Further, the fact that magnetic flux returns to the permanent magnet itself without traveling to the rotor when the magnetic flux is switched is also a problem in that the magnetic flux is not able to contribute to the driving of the rotor, making it difficult to realize high driving efficiency.
Further, it is difficult to fabricate a ferromagnetic material, such as a permanent magnet or magnetostrictive material to precise dimensions, and when a ferromagnetic material is incorporated into a magnetic path, magnetic flux leakage increases even with micro-sized gaps. This is also a problem in that strict dimensional accuracy is required for ferromagnetic materials, making the cost of fabrication and assembly very expensive.
Accordingly, an object of the present invention is to provide a magnetic drive apparatus that solves for these past problems, does not require an excitation coil, lowers power consumption by reducing energy consumption resulting from the copper loss of an excitation coil and so forth, and makes the driving apparatus smaller and thinner.

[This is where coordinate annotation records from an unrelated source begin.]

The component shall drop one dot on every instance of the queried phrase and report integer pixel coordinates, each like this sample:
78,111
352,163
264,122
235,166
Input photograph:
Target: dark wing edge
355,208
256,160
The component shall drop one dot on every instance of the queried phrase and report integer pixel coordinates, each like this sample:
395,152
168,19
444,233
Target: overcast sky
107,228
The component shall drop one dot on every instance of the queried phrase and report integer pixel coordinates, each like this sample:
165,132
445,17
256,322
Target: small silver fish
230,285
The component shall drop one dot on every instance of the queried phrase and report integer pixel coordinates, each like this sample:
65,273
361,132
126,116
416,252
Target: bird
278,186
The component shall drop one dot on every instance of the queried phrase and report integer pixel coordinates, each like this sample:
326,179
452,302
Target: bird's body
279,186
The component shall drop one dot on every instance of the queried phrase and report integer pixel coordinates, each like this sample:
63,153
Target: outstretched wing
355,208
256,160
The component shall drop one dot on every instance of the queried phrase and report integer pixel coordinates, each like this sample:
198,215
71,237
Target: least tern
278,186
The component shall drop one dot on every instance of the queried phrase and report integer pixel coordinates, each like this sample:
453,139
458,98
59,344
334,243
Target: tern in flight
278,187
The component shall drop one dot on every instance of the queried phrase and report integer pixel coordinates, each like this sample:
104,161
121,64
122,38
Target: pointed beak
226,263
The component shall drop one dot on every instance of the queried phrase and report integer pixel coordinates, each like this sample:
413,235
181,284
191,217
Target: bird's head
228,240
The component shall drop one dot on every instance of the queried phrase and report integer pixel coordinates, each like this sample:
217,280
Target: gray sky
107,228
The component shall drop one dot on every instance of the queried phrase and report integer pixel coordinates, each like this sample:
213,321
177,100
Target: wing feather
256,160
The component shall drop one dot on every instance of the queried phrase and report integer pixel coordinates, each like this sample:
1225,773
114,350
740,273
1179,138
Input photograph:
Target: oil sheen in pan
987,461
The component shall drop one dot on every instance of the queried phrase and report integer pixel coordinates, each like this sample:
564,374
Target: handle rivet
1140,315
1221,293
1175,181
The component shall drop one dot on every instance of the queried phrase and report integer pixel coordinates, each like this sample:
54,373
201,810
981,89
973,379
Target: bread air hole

Further, in addition to the above-mentioned object, another object of the present invention is to provide a magnetic drive apparatus that achieves smooth driving control, and enhances driving efficiency. Yet another object of the present invention is to provide a low-cost magnetic drive apparatus for which strict dimensional precision is not required when using a material that is difficult to fabricate to precise dimensions.